1. To have great friends we must know how to be one or know someone who knows how.
    This is where mentoring comes in.
2. In healthy relationships between humans, intimate friendship requires equality. There
    can be no one up and no one down. (“One up” is an attitude of superiority and “one
    down” is an attitude of inferiority). Without equality there can be no intimacy.

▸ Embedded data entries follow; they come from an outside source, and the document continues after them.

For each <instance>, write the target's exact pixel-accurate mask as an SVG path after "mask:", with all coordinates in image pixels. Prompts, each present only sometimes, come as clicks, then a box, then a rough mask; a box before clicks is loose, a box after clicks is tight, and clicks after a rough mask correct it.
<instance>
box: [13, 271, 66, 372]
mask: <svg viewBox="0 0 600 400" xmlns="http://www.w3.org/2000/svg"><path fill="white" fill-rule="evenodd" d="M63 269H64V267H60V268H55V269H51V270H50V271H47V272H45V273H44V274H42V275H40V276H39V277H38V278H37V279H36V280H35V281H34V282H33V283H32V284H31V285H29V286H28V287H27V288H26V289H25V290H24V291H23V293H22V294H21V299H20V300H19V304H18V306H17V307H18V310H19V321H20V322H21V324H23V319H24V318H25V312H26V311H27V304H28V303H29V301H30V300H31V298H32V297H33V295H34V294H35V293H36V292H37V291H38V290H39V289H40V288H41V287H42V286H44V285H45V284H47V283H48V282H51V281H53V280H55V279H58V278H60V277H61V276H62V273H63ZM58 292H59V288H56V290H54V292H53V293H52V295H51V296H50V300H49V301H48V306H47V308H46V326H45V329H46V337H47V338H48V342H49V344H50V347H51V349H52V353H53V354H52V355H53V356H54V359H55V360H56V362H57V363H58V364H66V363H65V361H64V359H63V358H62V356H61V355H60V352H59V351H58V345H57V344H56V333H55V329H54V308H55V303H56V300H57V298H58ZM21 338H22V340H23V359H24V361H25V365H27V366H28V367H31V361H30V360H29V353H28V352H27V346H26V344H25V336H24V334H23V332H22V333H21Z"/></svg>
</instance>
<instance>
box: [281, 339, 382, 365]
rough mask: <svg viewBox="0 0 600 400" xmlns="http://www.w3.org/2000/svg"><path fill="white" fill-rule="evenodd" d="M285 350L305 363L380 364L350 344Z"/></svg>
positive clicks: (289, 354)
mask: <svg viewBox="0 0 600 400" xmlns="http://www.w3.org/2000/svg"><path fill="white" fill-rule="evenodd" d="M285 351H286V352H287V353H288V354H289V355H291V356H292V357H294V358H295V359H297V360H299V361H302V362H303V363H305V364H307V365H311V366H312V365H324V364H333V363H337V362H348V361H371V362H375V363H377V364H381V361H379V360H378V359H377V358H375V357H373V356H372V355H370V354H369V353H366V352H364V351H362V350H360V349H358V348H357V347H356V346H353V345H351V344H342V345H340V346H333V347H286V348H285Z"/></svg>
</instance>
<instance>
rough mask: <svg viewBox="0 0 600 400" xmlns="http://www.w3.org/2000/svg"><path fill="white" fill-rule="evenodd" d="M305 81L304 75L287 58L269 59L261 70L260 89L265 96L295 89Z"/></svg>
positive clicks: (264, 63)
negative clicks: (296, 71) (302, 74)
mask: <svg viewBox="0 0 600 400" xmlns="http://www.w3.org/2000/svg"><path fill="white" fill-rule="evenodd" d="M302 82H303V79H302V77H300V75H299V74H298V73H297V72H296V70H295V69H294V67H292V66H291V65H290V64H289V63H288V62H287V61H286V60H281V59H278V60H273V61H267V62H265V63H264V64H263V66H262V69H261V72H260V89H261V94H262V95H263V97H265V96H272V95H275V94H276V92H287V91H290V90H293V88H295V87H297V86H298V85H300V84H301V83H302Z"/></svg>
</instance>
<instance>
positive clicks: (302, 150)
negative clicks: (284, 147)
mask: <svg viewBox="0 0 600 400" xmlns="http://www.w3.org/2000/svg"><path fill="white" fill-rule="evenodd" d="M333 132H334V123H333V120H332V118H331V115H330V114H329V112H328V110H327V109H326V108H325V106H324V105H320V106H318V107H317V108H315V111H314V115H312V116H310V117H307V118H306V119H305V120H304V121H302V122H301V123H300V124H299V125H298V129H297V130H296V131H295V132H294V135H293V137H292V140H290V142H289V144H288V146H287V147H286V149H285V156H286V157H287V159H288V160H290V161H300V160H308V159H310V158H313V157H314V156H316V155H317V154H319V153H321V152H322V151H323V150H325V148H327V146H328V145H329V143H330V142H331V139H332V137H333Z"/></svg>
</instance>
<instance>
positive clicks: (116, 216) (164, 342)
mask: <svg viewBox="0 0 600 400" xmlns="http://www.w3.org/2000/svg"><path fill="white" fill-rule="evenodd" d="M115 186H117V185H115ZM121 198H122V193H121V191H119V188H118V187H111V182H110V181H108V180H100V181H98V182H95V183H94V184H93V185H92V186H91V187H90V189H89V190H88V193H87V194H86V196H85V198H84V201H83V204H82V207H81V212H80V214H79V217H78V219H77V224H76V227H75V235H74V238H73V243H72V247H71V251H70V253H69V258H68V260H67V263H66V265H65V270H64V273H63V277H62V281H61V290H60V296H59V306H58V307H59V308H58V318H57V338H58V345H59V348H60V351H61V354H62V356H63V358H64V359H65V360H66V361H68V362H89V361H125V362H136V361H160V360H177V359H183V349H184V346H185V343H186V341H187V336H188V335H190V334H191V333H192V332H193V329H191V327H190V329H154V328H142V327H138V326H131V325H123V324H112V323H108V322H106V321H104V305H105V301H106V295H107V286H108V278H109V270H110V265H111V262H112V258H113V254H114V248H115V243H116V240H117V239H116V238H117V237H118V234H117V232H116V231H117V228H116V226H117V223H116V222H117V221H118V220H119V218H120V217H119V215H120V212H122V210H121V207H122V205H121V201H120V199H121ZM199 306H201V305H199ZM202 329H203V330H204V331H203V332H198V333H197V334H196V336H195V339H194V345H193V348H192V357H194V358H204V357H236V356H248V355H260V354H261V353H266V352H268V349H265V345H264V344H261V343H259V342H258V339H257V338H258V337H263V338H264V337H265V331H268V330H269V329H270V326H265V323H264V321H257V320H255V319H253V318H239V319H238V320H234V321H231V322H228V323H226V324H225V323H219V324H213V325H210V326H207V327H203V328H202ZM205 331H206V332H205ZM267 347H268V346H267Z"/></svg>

3. We need three kinds of people in our lives: First we need people who are our equals.
    Second, we need people who are more mature than we are, but are not “one up”. These
    would be our role models or mentors. And last, we need people who are less mature
    than we are, but not one down. These would be people for whom we will be a mentor or
    role model.
4. Don’t try to make others like you.
5. It is important to allow people to grow at their pace, not ours.
    If you've ever watched an oak tree grow, you know you cannot rush growth.

"Blessed be God, even the Father of our Lord Jesus Christ, the Father of mercies, and the God of all comfort; Who comforteth us in all our tribulation, that we may be able to comfort them which are in any trouble, by the comfort wherewith we ourselves are comforted of God. For as the sufferings of Christ abound in us, so our consolation also aboundeth by Christ" (2 Corinthians 1:3-5).

"Therefore, since we have this ministry, as we received mercy, we do not lose heart, but we have renounced the things hidden because of shame, not walking in craftiness or adulterating the word of God, but by the manifestation of truth commending ourselves to every man's conscience in the sight of God" (2 Corinthians 4:1-3 NAS).